Jaffa Cakes. Those little morsels of joy are brimming with benefits:
- orangey
- spongy
- chocolaty
- low fat (yes only 1g of fat per disc)
- dunkable
- moreish
They even cause controversy. Several years ago the tax man tried to make us pay VAT (sales tax) on them, saying they were chocolate covered biscuits (you have to pay that tedious money-grabbing con-man tax on such an item).
However McVities argued they were chocolate covered cakes (after all they’re called cakes aren’t they?) which don’t attract VAT.
Guess who won? Why McVities. It’s rumoured they baked a giant Jaffa Cake to prove that they were just very small cakes, rather than biscuits. In your face tax man!
As an homage to that famous cake-tax stand off I decided to try to recreate that mythical event.
Luckily I had to hand the latest Good Food Magazine (the December 2025 issue – have you noticed how seasonal magazines publish so early they are completely irrelevant to the season you are actually in?). In here they had already given it a go. What a coincidence. Come to think of it maybe that’s where I got the idea from. What do you reckon?
Ingredients
Most of the ingredients needed for a mega-sized jaffa cake
For the cake
- 1 block butter, softened
- 11 oz caster sugar
- 4 large eggs
- 4 oz yogurt, full-fat
- 11 oz plain flour
- 2 tsp baking powder
- zest from 4 large oranges
- 2 tbsp apricot jam
For the jelly
- 18 fl oz orange juice (the recipe says from 5 large oranges but that only gave me half of what I needed)
- 4 oz caster sugar
- 6 gelatine leaves
For the genache
- 14 fl oz double cream
- 2 bars milk chocolate
- 1 bar dark chocolate
- Zest from one orange
First make the jelly. Line a spring form cake tin (that is smaller than the one you will be using for the cake) with cling film.

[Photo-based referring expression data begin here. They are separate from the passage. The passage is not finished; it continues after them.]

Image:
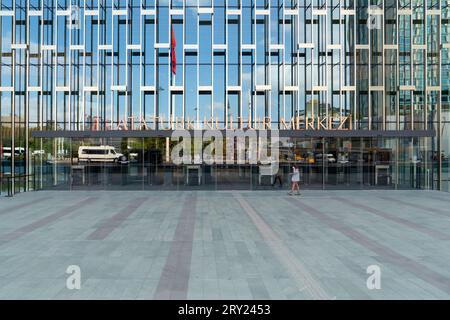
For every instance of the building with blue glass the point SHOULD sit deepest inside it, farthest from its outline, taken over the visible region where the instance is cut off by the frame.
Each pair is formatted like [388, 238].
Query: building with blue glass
[357, 89]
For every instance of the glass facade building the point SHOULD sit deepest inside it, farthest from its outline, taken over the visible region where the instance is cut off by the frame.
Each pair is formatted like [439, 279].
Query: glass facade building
[73, 72]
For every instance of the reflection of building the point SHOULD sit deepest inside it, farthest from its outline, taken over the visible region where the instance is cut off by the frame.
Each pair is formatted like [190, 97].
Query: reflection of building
[6, 121]
[248, 60]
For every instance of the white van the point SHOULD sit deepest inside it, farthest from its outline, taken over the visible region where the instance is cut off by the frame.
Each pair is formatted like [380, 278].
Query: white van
[98, 154]
[18, 151]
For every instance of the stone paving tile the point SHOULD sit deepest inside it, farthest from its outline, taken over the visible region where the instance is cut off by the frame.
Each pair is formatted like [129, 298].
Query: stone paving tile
[231, 257]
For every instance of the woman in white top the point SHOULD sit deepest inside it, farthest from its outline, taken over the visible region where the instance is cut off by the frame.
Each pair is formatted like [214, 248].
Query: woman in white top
[295, 181]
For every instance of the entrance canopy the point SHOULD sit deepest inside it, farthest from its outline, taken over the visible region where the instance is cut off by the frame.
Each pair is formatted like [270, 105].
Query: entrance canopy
[281, 133]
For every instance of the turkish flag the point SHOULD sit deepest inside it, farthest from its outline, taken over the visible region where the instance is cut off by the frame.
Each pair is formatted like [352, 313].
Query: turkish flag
[174, 57]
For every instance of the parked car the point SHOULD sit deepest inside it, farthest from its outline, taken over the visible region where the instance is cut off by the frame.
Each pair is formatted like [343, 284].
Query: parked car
[18, 151]
[38, 153]
[328, 157]
[98, 154]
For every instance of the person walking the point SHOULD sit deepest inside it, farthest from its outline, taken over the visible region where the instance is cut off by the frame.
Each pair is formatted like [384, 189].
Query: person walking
[279, 178]
[295, 181]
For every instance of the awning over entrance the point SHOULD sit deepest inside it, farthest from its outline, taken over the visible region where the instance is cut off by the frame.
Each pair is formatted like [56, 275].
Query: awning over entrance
[281, 133]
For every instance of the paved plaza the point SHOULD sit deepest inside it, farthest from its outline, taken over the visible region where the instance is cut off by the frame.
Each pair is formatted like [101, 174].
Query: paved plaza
[225, 245]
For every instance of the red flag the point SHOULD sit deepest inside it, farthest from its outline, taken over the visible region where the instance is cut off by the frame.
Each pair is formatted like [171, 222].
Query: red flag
[174, 57]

Remove the zest from the oranges (tedious exercise) and then juice them.
Put the juice in a small pan with the sugar and heat until it dissolves.
Put the gelatine in water to soften.
Add to the orange and stir to dissolve. Then pour the jelly into the mould. Put in the fridge to set for at least 4 hours
Meanwhile make the cake. Add all the ingredients (except the jam) to a large bowl:
Combine with an electric whisk and pour into a lined springform cake tin (about 23cm):
Bake in a low oven (160 centigrate) for about 50 mins. Remove from the oven and set aside to cool:
Lastly make the ganache. Chop up the chocolate into small bits:
Add the chocolate to a bowl. Heat the cream until its hot to the touch. Add the cream to the chocolate and leave for 10 mins:
Now stir to mix the cream into the chocolate:
Time to put the cake together!
Slice off the top of the sponge to leave a flat surface:
Grab a glass of wine and seriously consider just drinking the chocolate:
Reconsider. Brush some melted jam onto the cake and then lay the jelly on top. Do this quickly before the jelly starts to melt.
Pour the chocolate all over the cake and then stick in the fridge to cool:
Sprinkle with orange zest and slice:
Now this particular jaffa cake had a bit of a landslip:
The jelly started to melt as soon as it got out the fridge. Add to that the warm chocolate and a big segment started sliding off the slippery jam-covered sponge. But who cares I love it when things go wrong a bit.